6- Have an office space. If you can, have it in a room that ISN'T your bedroom, and preferably a room you can close the door on and have your own space. I don't have kids or pets, but I've heard that there needs to be a divide to get any sort of productivity out of the day. Trying to go from working all day in a room to sleeping in the same room will mess your body rhythm up
I've had to do this several times in the past, and I've found several ways to break up the feel.
-Use different lighting when you're in 'bedroom mode'. For me, that means airing the room for a few minutes, switching to just lamps instead of overhead lights, and getting out for a brief walk.
If you've a weirdly large bedroffice, you can keep to different parts of the room.
If you can help it, don't have your computer in eyesight while you're in bed, so you can add more of a mental gap.
Anything you can do to create two distinct room feels will help get you better sleep.
7- Sleep well. If you get a decent 8 hours kip, or whatever your body actually needs, it'll show. You'll have better focus, make better decisions and feel better.
8- Too much coffee? Drink water. This sounds weird, but it works. I am a voracious tea drinker, and a coffee lover, even if it doesn't love me. I had to cut down to one coffee a day, and a friend recommended drinking more water. It's made such a difference, so it's getting included. In winter, I usually go for hot honey and lemon, or MiWaDi, or just tea :)
9- Eat well.
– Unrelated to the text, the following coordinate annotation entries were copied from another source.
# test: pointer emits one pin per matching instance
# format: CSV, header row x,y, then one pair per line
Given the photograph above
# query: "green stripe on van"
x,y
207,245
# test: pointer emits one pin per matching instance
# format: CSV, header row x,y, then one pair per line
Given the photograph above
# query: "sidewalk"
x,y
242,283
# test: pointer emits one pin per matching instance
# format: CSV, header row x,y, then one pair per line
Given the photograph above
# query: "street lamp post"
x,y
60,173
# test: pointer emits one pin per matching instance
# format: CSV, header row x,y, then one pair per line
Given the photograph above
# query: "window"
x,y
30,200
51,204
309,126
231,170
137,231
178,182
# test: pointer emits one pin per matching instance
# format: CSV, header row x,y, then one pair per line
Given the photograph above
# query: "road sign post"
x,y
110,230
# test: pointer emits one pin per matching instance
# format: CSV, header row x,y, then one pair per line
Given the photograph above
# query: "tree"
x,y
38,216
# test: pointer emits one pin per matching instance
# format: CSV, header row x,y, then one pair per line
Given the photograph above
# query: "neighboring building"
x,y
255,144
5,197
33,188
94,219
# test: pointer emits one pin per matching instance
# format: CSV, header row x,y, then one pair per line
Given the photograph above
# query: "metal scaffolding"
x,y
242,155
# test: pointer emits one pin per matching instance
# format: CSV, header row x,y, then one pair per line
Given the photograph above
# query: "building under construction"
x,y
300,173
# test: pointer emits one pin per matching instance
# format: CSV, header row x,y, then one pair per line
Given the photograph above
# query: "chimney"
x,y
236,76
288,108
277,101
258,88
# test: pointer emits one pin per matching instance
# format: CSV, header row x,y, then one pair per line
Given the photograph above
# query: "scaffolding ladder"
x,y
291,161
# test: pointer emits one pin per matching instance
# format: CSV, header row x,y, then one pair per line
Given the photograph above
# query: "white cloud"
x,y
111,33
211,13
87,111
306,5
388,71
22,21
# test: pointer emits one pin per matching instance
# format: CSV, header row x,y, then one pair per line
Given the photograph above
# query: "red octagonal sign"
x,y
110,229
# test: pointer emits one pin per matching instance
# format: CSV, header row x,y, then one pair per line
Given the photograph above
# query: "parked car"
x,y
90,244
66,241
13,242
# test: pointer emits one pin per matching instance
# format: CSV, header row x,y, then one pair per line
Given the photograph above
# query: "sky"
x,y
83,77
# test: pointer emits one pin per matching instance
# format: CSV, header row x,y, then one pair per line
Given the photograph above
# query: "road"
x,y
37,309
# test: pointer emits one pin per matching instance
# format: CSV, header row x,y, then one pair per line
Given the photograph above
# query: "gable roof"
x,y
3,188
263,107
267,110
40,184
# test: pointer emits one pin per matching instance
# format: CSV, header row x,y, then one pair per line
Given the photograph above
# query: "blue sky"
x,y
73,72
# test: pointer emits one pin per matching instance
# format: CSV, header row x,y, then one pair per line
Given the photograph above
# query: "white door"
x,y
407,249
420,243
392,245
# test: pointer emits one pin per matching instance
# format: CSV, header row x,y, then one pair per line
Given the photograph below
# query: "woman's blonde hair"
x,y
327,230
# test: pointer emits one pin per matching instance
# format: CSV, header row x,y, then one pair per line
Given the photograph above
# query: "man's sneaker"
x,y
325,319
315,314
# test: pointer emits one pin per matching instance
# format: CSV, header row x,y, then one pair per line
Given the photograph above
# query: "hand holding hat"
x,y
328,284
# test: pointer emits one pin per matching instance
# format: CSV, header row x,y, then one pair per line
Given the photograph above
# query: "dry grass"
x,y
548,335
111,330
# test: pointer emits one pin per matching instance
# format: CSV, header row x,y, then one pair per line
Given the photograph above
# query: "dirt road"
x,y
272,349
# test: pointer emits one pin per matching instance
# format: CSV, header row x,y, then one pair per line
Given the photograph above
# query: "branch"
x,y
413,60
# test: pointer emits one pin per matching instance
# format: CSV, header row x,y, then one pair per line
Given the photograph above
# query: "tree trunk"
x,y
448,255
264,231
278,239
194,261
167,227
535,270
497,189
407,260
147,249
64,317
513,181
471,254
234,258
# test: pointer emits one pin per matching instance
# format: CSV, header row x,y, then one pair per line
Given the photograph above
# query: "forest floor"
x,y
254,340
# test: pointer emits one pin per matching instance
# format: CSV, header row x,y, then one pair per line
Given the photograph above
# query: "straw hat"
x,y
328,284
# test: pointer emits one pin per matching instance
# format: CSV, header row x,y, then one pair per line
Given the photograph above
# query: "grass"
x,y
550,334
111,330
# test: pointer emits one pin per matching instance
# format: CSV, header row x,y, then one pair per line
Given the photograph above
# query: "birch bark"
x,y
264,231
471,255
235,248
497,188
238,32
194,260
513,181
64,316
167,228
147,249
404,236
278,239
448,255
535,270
I try and eat good meals, as it's most practical to make your own when you work from home. I do go out to lunch at least once a week, so I can do a bit of sketching as well as get some fresh air during the day!
10- You will get hired to do what people KNOW you can do. If you have a web presence full of doodles, don't expect a job as a concept artist. When studios hire they are looking for people to solve a specific problem. You need to show them that you can solve their
For me, I specialise in colour keys and lighting. This has got me work in tabletop games, TV, magazines and comics, but only because I had put something online that exemplified their requirements.
If you want to colour comics, colour comics. If you want to storyboard, ACTUALLY STORYBOARD. As a freelancer, the ball is in your court. Schedule time to work on those projects. If you keep an eye on your cashflow, you can upskill at your own pace and branch out.
11- Go places! Expos like CTN Expo, Comic Conventions, film festivals or the absolutely amazing Trojan Horse Was a Unicorn will open doors for you in almost every sense of the word. You'll meet new people, learn new things and maybe get some job leads. I spent a considerable amount travelling to events last year, but I'm still trying to put into practice all of the great things I learned.
12- Spoonful of Sugar- Research maketh the project, and I find it can be useful to build it into your downtime. I like to watch relevant films to projects I'm working on to build my vocabulary, or if relevant go on a little trip to take in the sights and sounds of the setting. I tend to end up studying random stuff like how a tree has cracked, or the spread of rocks heading away from a river- not necessarily related to what's needed for the project, but it adds to the visual library.
That's the kind of thing that'll resurface when you're doing thumbnails.